# Looking for (popular) good flute players



## haydnguy

I'm looking for popular flute players that put out CD's and are good performers. Could anyone give any recommendations that I might look at? :tiphat:

EDIT: Sharon Bezaly has been my "go to" performer and I like her playing but I was wondered who other performers .


----------



## Rogerx

I always enjoy James Galway's playing. Might be popular but nothing wrong with that.


----------



## Larkenfield

One of the greatest in the world was Julius Baker:


----------



## joen_cph

Manuela Wiesler too.


----------



## JosefinaHW

Extremely popular right now; has and continues to record; principle flute of the Berlin Philharmonic; and, offers a type of music instruction (PlaywithAPro):


----------



## Josquin13

Off the top of my head, my favorite flute players--both past & present--would include Marcel Moyse (historical), Gaston Crunelle (historical), William Kincaid (of the old Philadelphia Orchestra), William Bennett (of The Academy of St.

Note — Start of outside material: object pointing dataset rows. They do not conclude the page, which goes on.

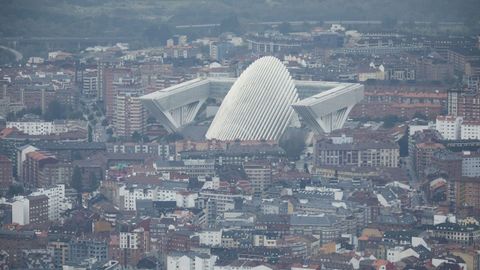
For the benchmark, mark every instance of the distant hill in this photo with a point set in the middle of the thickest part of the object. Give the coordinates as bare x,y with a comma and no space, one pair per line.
132,17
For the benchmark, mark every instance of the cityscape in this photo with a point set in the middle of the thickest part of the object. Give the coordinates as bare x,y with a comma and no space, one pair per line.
240,135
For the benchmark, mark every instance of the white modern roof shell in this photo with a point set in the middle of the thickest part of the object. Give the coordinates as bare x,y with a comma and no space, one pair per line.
259,105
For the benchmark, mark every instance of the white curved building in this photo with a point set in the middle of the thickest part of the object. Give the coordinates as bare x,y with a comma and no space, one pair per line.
258,106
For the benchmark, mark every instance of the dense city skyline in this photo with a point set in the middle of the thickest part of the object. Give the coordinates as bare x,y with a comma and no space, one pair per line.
240,135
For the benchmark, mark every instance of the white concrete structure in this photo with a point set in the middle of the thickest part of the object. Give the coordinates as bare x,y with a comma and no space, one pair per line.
470,130
33,128
186,199
57,202
22,152
449,126
210,238
470,164
130,194
190,261
257,105
130,240
47,128
21,211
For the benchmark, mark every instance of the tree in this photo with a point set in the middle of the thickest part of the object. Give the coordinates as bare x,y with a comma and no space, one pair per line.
14,190
94,181
105,122
151,120
285,28
55,110
293,144
77,179
136,136
90,133
389,121
389,22
230,24
158,34
420,115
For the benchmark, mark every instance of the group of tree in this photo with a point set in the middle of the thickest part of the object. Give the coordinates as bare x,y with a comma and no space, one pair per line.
157,35
56,110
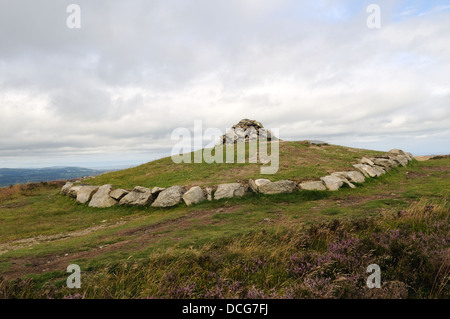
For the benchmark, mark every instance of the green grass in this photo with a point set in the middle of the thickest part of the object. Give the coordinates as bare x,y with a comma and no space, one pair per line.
209,242
298,161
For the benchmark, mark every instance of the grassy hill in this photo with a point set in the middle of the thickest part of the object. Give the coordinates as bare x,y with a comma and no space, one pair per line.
299,161
299,245
12,176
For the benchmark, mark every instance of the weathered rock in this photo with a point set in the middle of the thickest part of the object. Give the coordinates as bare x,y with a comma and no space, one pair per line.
246,130
102,199
118,194
230,190
352,176
366,170
194,195
139,196
367,161
65,189
156,190
169,197
279,187
396,151
255,184
401,159
379,170
386,163
333,183
209,193
313,186
85,194
73,191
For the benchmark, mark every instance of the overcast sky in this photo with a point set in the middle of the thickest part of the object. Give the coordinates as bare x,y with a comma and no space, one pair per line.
111,92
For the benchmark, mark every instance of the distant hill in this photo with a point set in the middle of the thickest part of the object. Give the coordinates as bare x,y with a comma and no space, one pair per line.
14,176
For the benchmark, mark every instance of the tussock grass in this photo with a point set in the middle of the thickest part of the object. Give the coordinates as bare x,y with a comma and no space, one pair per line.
323,260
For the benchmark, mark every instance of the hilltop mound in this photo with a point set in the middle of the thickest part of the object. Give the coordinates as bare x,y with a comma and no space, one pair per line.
299,161
247,130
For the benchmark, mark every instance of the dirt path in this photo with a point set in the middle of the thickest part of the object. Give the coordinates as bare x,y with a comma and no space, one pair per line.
32,241
137,238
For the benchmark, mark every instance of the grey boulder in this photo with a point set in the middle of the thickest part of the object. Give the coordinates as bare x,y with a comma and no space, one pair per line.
118,194
279,187
333,183
101,198
230,190
313,186
352,176
139,196
85,194
169,197
194,195
73,191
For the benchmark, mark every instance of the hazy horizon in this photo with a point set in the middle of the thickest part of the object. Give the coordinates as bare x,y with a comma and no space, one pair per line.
110,93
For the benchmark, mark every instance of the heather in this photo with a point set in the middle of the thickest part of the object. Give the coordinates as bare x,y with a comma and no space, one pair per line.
323,260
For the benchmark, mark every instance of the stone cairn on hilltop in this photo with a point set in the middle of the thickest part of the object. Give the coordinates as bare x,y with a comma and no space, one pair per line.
247,130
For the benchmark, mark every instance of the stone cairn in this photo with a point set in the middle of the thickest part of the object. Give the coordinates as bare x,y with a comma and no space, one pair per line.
246,130
107,196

Martin's in the Fields, etc.), Roger Bourdin: 



, Jean-Pierre Rampal, Julius Baker, Michel Debost:



, Emmanuel Pahud, Sharon Bezaly, Manuela Wiesler (excellent in the flute music of Andres Jolivet), Severino Gazzelloni (of I Musici), Patrick Gallois:



, Marc Hantai (period), Barthold Kuijken (period), Lisa Beznosiuk (period), Alexis Kossenko (period, of L'Arte dei Suonatori & Les Ambassadeurs), William Hazelzet (period), Ashley Solomon (period, of the group Florilegium), Robert Aitken (of the Mirage Quintet:



), Timothy Hutchins (of the Montreal Chamber Players & Montreal S.O.: 



), James Galway, Susan Milan (her Chandos recordings in the French repertory are wonderful, especially of the music of flautist/composer Philippe Gaubert:



 ), Jonathan Snowden:



, Tatjana Ruhland, Juliette Hurel: 



, and Philippe Bernold.

You should be able to hear examples of all their playing on You Tube.

P.S.--Oh yes, I've also liked the flutist in the Nash Ensemble--I believe her name is Philippa Davies.


----------



## haydnguy

Thanks to everyone for your suggestions. After I posted my question, somehow I got confused exactly where I posted it. I will now go through and hear some of the best. Thanks again. :tiphat:


----------



## Mykul

Denis Bouriakov.....


----------



## Enthalpy

Clara Andrara (de la Calle)
https://www.marenartists.com/en/artistas/clara-andrada/


----------